Scientific classification
- Kingdom: Plantae
- Clade: Embryophytes
- Clade: Tracheophytes
- Clade: Spermatophytes
- Clade: Angiosperms
- Clade: Eudicots
- Clade: Rosids
- Order: Malpighiales
- Family: Violaceae
- Genus: Viola
- Species: V. lactea
- Binomial name: Viola lactea Sm., 1790

= Viola lactea =

- Genus: Viola
- Species: lactea
- Authority: Sm., 1790
- Conservation status: VU

Species of flowering plant

Viola lactea, also known by its common name pale dog violet, is a species of flowering plant in the family Violaceae.

==Description==
Viola lactea has sparsely hairy creeping stems and a rosette of lanceolate leaves which are cuneate at their base.

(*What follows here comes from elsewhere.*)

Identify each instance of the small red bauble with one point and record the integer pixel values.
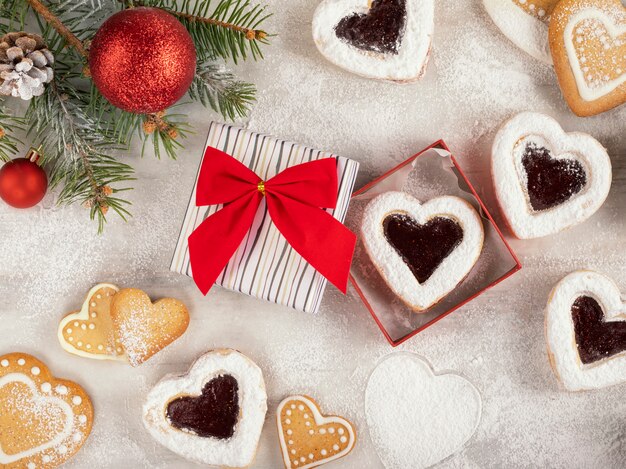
(142, 60)
(23, 183)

Each stem has one flower; the flowers are shaped similar to other violets and go from milky-violet to greyish-pink in colour, with the deep purple veins on the lower petal. The presence of green spurs at the back of its flower and the triangular stipules on its upper leaves being equal or longer in length than the leaf stalks differentiate V. lactea from other similar species.

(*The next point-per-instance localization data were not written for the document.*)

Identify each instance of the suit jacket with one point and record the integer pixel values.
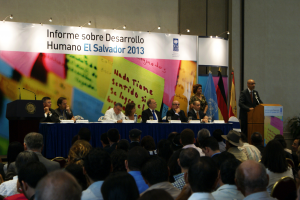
(193, 114)
(181, 116)
(54, 117)
(245, 102)
(68, 115)
(147, 113)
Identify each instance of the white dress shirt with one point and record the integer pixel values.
(111, 115)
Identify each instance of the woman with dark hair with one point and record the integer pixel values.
(121, 186)
(198, 96)
(275, 162)
(130, 111)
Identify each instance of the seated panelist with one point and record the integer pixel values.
(146, 114)
(176, 113)
(196, 113)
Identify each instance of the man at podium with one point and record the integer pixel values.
(249, 99)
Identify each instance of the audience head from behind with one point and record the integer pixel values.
(202, 134)
(187, 137)
(210, 147)
(251, 177)
(121, 186)
(104, 140)
(157, 194)
(118, 158)
(164, 149)
(33, 142)
(29, 176)
(256, 138)
(203, 176)
(84, 134)
(148, 143)
(113, 136)
(155, 170)
(77, 172)
(123, 144)
(58, 185)
(78, 151)
(273, 157)
(97, 164)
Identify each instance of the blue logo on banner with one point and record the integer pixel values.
(175, 44)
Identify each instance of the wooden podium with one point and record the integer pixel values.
(257, 121)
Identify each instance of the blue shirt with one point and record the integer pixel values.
(93, 192)
(142, 186)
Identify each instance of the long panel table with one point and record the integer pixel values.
(58, 137)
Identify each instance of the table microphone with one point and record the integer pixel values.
(32, 92)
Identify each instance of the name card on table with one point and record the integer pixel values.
(152, 121)
(175, 121)
(128, 121)
(67, 121)
(82, 121)
(195, 121)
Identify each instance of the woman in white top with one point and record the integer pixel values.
(275, 162)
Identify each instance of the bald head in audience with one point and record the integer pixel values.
(58, 185)
(251, 177)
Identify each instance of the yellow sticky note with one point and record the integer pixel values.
(132, 83)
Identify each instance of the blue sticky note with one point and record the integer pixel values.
(86, 106)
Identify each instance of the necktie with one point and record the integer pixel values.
(154, 117)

This species hybridizes easily with Viola riviniana, which often occurs in the same habitat. The population of hybrid plants is thought to be increasing where both species are present, especially around the Cornish coast, as the V. riviniana x lactea hybrid outcompetes both its parent species. However, the hybrid plants are generally sterile. V. lactea can also hybridize with Viola canina, though this is much more rare.

==Habitat==
Viola lactea grows on heathland, and favours areas which are bare or only have short vegetation (due to grazing, burning or other disturbance such as turf cutting).

==Distribution==
The native range of V. lactea is described as Western European Oceanic. It occurs in the south and west of the British Isles, along the Atlantic coast of France, and in north-western Spain. Its southern reach is in Portugal, around the River Tagus.

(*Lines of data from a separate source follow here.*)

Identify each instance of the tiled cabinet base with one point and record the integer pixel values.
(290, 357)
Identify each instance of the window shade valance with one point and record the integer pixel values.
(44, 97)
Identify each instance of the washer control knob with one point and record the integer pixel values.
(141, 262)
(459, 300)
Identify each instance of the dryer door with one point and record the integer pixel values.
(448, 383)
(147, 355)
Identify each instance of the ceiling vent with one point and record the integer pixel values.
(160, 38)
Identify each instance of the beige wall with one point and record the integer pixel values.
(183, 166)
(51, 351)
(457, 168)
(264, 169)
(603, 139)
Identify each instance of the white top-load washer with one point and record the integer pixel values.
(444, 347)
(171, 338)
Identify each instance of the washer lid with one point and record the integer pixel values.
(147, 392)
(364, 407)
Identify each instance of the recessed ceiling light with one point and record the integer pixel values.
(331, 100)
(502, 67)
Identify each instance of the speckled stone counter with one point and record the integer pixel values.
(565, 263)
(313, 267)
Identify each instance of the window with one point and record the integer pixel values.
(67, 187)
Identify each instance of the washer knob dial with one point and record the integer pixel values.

Within the British Isles, it is now most common in the New Forest, Dorset, Cornwall, Pembrokeshire and County Kerry; it is no longer found in much of its previous range (especially in South East England) due to habitat decline.

==Protection==
Viola lactea is classed as 'Vulnerable' within Great Britain and 'Endangered' within England. It is designated as a species "of principal importance for the purpose of conserving biodiversity" under the Natural Environment and Rural Communities Act 2006.